Una sombra de incertidumbre y miedo se extiende entre la vasta comunidad de migrantes venezolanos en Chile, especialmente aquellos en situación irregular, ante la posibilidad de un giro político radical. Para personas como Suhey García, quien reside en el asentamiento «Nuevo Amanecer» cerca de un antiguo vertedero en Santiago, el temor a ser expulsada es palpable. «Tengo mi vida hecha acá», afirma categóricamente la venezolana de 30 años, cuya familia —incluidos sus hijos de 13, 12 y 8 años— ingresó caminando desde Bolivia por un paso no autorizado en 2020.
Actualmente, a pesar de las recientes restricciones para regularizar su estatus, miles de indocumentados llevan una vida que califican de «relativamente normal». Tienen acceso a servicios de salud básicos y pueden matricular a sus hijos en el sistema educativo público, ofreciéndoles una anhelada «oportunidad» lejos de la crisis venezolana. Logran emplearse, aunque de manera informal, como repartidores, guardias, o jornaleros en el campo y el comercio.
La amenaza de la ultraderecha y el eje inmigración-inseguridad.
Estos beneficios, que han permitido a Suhey y a otros construir una nueva vida, se verían abruptamente interrumpidos si el candidato ultraderechista José Antonio Kast, quien lidera las encuestas en la antesala electoral, llegara al poder. Kast ha centrado gran parte de su campaña en una política de mano dura contra la migración irregular, proponiendo medidas drásticas: detener, expulsar a los sin papeles e impedir su ingreso con un muro y el despliegue de militares en la frontera por donde entró la familia García.
La asociación entre inmigración e inseguridad, un eje central de la campaña de Kast, siembra una profunda preocupación. «Me parece injusto porque todos somos seres humanos. Y por lo menos yo no vine a delinquir. ¿Por qué nos meten a todos en un mismo saco?», se pregunta García, reflejando el sentir de una comunidad que huye de la crisis, no de la justicia.
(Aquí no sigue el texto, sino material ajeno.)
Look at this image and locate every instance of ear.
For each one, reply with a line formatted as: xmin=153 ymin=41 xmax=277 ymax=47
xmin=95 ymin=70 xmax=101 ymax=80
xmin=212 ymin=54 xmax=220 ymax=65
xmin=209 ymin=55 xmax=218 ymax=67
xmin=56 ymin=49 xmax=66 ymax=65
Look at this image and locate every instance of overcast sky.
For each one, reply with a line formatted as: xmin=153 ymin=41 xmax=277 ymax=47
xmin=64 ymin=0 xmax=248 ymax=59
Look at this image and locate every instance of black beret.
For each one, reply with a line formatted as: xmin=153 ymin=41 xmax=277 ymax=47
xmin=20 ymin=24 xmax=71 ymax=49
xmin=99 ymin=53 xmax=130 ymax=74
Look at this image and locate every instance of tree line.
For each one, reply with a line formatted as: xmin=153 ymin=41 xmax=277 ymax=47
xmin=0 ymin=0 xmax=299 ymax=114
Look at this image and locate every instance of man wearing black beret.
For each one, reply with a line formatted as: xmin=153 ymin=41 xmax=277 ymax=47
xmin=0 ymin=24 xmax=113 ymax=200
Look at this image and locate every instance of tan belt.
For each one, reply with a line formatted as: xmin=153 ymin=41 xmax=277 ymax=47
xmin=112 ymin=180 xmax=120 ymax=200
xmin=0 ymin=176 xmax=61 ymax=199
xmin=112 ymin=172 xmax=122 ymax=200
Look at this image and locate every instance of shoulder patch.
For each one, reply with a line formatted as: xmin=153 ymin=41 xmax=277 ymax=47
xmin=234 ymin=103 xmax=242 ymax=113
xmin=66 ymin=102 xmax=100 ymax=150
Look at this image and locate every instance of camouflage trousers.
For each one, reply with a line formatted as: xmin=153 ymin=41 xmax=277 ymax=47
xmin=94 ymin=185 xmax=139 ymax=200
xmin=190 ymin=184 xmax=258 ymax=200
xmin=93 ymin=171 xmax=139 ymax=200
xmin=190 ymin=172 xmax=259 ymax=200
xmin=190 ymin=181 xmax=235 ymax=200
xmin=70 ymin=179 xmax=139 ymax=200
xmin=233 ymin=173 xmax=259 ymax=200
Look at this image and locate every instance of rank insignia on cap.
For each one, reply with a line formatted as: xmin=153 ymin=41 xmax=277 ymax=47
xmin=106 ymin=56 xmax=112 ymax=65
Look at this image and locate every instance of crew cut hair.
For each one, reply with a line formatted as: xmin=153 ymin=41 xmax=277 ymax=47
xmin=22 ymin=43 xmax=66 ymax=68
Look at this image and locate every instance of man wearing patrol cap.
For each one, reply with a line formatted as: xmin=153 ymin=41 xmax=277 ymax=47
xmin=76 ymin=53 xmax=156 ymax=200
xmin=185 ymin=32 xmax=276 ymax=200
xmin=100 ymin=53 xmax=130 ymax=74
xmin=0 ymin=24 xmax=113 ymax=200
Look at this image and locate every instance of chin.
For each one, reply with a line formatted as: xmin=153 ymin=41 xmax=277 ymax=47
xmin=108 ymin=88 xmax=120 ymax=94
Llamados a la oportunidad y el temor de un «desalojo»
La colombiana Nancy Guevara, quien se quedó en Chile ilegalmente tras un visado de turista en 2024 y ahora vive en Nuevo Amanecer, hace un llamado directo al candidato presidencial: «Tiene que darle como [una] oportunidad a la gente. Darle papeles para que no ande así ilegal». Ella y su pareja, un haitiano con ocho años de indocumentado en el país, han logrado subsistir gracias al trabajo informal.
El miedo trasciende el estatus migratorio. Incluso Wilmer Carvajal, un peruano de 40 años con 13 años de residencia legal, teme que las promesas de la ultraderecha de «echar a los inmigrantes y [desalojar] las tomas (ocupaciones)» se materialicen. «Pero no tenemos otro lado donde ir», se lamenta Carvajal, temiendo que si esto ocurre, miles de familias sean arrojadas a la calle, «con niños y todo», revirtiendo los frágiles avances logrados en el país austral.
La comunidad migrante irregular, estimada en unos 330.000 extranjeros (la mayoría venezolanos), se encuentra en una encrucijada vital, enfrentando la posibilidad de perderlo todo en las urnas.